Le CENTCOM affirme avoir visé des installations des Gardiens de la révolution : systèmes de défense aérienne, radars, moyens navals, capacités de mouillage de mines et sites de communication. Washington présente cette offensive comme une réponse aux tentatives iraniennes contre des navires commerciaux dans le détroit d'Ormuz et contre des militaires américains déployés dans la région.
Les frappes de la honte
Cependant, les frappes américaines ont également touché des zones civiles. À Sirik, dans le sud de l'Iran, une frappe a atteint une maison où se déroulait un mariage.

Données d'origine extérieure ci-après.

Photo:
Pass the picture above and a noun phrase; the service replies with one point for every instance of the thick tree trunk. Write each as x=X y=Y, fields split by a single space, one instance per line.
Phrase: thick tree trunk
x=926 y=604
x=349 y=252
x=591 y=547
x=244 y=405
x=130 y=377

Selon les autorités iraniennes et plusieurs agences internationales, cinq personnes, dont un enfant de quatre ans, ont été tuées, et plusieurs dizaines d'autres blessées. Téhéran a dénoncé une « agression » et promis une riposte.
Celle-ci est survenue dans les heures suivantes. L'Iran a lancé des missiles et des drones contre des installations américaines ou liées aux États-Unis en Jordanie, à Bahreïn et en Irak. Amman a affirmé avoir intercepté la majorité des projectiles visant son territoire, tandis que Washington n'a pas fait état de pertes confirmées.
Donald Trump a assumé cette nouvelle séquence militaire, qualifiant les frappes de « puissantes » et menaçant l'Iran d'attaques encore plus dures en cas de nouvelle riposte. Cette reprise des bombardements américains, après une première frappe sur l'île iranienne de Larak le 30 août, éloigne encore la perspective d'une désescalade et fait peser un nouveau risque d'embrasement régional, notamment autour du détroit d'Ormuz.